Preparation and thermal property enhancement of sodium acetate trihydrate-lithium chloride-potassium chloride expanded graphite composite phase change materials

Abstract

Phase change materials (PCMs) present promising solutions for enhancing energy efficiency in solar heat pump systems. In our study, we have innovatively developed a composite PCMs (CPCMs) by combining sodium acetate trihydrate (CH3COONa·3H2O, SAT), lithium chloride (LiCl), potassium chloride (KCl), and incorporating expanded graphite (EG). This addition of high thermal conductivity EG was aimed at bolstering the CPCM's thermal stability.
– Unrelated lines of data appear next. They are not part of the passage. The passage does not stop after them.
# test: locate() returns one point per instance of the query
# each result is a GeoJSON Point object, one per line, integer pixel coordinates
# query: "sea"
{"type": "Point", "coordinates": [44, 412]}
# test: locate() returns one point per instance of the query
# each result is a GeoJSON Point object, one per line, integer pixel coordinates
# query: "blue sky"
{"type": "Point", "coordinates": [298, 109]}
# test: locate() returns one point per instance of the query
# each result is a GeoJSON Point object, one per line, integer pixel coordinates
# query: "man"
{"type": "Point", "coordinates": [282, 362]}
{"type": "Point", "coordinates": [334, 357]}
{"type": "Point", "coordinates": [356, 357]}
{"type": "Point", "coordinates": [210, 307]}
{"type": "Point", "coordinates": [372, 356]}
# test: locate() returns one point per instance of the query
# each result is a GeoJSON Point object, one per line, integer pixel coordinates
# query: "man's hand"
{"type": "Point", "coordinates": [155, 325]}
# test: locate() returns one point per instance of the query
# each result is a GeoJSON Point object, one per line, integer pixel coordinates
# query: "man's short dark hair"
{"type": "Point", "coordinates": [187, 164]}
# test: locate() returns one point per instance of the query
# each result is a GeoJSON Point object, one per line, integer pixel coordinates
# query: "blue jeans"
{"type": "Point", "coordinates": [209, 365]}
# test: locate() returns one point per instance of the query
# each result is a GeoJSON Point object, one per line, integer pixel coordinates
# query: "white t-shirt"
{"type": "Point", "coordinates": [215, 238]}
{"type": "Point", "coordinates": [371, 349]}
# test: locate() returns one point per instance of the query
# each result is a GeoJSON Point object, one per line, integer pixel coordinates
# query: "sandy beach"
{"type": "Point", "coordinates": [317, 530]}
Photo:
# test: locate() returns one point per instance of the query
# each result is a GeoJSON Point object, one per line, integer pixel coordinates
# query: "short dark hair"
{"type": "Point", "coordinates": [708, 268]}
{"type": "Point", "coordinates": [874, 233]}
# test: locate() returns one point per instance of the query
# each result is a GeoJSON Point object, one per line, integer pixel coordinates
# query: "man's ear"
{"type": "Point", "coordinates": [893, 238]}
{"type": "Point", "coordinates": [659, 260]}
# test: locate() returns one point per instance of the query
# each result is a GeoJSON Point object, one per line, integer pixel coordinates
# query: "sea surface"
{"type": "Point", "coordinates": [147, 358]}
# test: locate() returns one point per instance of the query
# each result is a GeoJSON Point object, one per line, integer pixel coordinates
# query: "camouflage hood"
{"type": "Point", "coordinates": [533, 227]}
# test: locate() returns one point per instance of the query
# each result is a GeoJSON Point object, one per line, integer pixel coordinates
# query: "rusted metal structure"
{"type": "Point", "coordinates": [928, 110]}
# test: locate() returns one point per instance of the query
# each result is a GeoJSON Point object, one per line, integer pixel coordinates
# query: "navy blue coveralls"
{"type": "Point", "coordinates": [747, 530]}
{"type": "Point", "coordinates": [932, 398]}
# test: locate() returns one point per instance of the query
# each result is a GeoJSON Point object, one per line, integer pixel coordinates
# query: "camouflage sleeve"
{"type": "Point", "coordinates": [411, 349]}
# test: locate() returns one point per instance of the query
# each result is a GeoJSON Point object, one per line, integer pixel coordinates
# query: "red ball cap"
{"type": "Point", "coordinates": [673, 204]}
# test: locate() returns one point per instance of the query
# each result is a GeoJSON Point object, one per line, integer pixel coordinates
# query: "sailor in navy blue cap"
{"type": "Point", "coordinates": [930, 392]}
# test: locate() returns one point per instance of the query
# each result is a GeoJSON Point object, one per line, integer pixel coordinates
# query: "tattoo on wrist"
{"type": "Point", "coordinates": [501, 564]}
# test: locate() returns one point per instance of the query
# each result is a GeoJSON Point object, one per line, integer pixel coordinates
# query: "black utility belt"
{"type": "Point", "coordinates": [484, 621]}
Our findings reveal that SAT-LiCl-KCl/EG CPCMs, with 14 wt% EG, significantly enhances thermal energy storage performance while preserving the fundamental phase change characteristics. The resulting CPCMs demonstrates a phase transition temperature of 49.3 °C and a latent heat of 196.4 J/g, ideally suited to meet the demands of hot water heat pump systems operating in the 45–50 °C range. Notably, the thermal conductivity of this CPCMs, following the incorporation of 14 wt% EG, registers at 4.54 W/(m K), representing a remarkable 10.6-fold increase compared to the SAT-LiCl-KCl ternary eutectic salt. To ensure long-term stability, secondary encapsulation with a thermally conductive sealant was applied. Subsequent tests involved subjecting the CPCM to 3000 heating/cooling cycles, resulting in minimal deviations, with the phase transition temperature shifting by approximately 1 °C and a modest 6 % reduction in latent heat of phase transition. These outcomes underscore the robustness and reliability of our developed composite phase change materials.